Hundreds showed up to Banna’s funeral on Saturday singing Mawtini (My Homeland), which is the Palestinians’ unofficial national anthem since the British mandate in the 1930s. Her uncovered casket was wrapped in the Palestinian flag, and flowers covered her as was laid to rest in a traditional Palestinian dress and a kufiyah wrapped around her neck.

“I tried to understand the mass panic, and my personal panic at Rim’s death,” said Palestinian poet Mourid Barghouti, “which might be due to the loss of a free soul”.

“She represents generations born under Zionist occupation, which imposed the Israeli nationality, the Hebrew language and geographic isolation from the rest of the Arabs," he said.
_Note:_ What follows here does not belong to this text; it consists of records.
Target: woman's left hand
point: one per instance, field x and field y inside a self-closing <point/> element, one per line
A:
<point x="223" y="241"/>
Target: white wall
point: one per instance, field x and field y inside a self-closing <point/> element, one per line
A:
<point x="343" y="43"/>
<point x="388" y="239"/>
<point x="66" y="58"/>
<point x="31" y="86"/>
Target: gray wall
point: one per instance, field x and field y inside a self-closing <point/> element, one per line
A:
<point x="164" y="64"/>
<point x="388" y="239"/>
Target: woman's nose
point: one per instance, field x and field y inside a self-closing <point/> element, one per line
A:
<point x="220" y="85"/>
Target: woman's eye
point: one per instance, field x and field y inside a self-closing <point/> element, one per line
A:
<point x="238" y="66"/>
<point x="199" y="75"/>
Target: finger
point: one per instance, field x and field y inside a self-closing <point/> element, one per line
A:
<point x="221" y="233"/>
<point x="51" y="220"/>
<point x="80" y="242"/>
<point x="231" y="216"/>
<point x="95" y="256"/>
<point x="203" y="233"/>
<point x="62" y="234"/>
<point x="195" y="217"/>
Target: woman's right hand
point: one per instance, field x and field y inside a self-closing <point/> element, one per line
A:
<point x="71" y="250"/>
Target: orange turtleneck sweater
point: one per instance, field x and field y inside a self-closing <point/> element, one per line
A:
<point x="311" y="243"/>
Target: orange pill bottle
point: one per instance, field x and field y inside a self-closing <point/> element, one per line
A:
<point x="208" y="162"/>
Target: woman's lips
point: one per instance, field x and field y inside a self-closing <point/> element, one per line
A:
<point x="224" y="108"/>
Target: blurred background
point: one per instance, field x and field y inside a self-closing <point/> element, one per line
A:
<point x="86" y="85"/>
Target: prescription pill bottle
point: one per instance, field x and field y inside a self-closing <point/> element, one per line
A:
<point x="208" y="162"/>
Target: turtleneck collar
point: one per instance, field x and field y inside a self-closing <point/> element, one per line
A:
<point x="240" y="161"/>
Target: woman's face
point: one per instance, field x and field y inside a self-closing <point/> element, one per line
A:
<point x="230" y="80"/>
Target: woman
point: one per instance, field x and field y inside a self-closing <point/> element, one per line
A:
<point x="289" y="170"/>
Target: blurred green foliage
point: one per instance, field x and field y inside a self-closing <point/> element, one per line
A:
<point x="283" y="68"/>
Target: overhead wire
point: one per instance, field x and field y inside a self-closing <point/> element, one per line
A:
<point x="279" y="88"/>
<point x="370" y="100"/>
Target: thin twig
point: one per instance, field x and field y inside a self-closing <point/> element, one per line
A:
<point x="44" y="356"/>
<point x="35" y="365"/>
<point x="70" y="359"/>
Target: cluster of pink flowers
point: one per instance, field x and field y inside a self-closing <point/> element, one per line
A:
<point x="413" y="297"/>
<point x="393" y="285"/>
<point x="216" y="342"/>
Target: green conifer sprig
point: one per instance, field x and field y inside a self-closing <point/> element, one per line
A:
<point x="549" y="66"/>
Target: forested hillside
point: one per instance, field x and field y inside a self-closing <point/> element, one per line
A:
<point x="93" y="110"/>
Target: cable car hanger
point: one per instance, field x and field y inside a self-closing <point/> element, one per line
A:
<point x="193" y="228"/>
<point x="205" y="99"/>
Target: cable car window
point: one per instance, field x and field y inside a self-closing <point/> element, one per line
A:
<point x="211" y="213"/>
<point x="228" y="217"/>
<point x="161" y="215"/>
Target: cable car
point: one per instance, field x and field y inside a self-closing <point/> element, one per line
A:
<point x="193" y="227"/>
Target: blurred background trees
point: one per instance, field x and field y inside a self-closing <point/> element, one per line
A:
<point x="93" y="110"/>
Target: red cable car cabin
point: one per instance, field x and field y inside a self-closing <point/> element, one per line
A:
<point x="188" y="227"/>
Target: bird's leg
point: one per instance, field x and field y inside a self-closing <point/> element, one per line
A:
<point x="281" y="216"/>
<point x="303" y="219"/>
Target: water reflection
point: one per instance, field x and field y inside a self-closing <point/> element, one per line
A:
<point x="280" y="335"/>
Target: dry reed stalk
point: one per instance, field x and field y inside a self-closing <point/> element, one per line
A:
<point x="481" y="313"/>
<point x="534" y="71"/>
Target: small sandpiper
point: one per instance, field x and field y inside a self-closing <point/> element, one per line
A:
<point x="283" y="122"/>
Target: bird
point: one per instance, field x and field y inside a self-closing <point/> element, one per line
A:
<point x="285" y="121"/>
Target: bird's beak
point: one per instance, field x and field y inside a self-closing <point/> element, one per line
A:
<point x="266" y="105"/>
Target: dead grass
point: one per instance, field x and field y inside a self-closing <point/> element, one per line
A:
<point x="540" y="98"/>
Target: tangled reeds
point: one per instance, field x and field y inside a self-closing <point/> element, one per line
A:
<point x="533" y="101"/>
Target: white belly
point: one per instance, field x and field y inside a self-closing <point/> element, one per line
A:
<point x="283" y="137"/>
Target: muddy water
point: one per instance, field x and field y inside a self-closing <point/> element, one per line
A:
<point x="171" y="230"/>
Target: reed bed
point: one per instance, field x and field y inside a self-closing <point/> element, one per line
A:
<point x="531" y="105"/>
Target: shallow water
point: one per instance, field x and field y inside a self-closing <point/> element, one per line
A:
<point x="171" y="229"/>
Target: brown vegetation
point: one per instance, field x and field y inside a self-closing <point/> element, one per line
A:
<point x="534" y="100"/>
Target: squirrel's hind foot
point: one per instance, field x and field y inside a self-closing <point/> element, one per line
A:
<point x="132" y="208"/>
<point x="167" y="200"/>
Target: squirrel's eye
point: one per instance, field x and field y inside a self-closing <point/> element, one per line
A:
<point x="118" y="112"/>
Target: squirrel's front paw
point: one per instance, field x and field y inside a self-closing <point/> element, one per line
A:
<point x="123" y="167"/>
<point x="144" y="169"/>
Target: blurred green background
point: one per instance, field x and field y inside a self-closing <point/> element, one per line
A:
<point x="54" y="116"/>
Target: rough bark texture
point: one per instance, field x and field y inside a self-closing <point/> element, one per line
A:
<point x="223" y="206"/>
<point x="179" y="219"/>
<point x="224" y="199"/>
Banna did not relate to classifications that divided Palestinians: citizens of Israel, the West Bank, Gaza, refugee camps, the diaspora, Christians, Muslims. "Rim saw Palestine as whole in her imagination and herself as Palestinian."

In a live video from Norway in January, Banna told her fans that her medical files have been transformed, through certain software, to musical tones. She didn’t sing, but explained that she read Arabic lines she wrote “inspired by my pains and dreams.

“The album is about resistance and the impossibility of muting our voices.

“No one can silence my voice,” she said with a smile.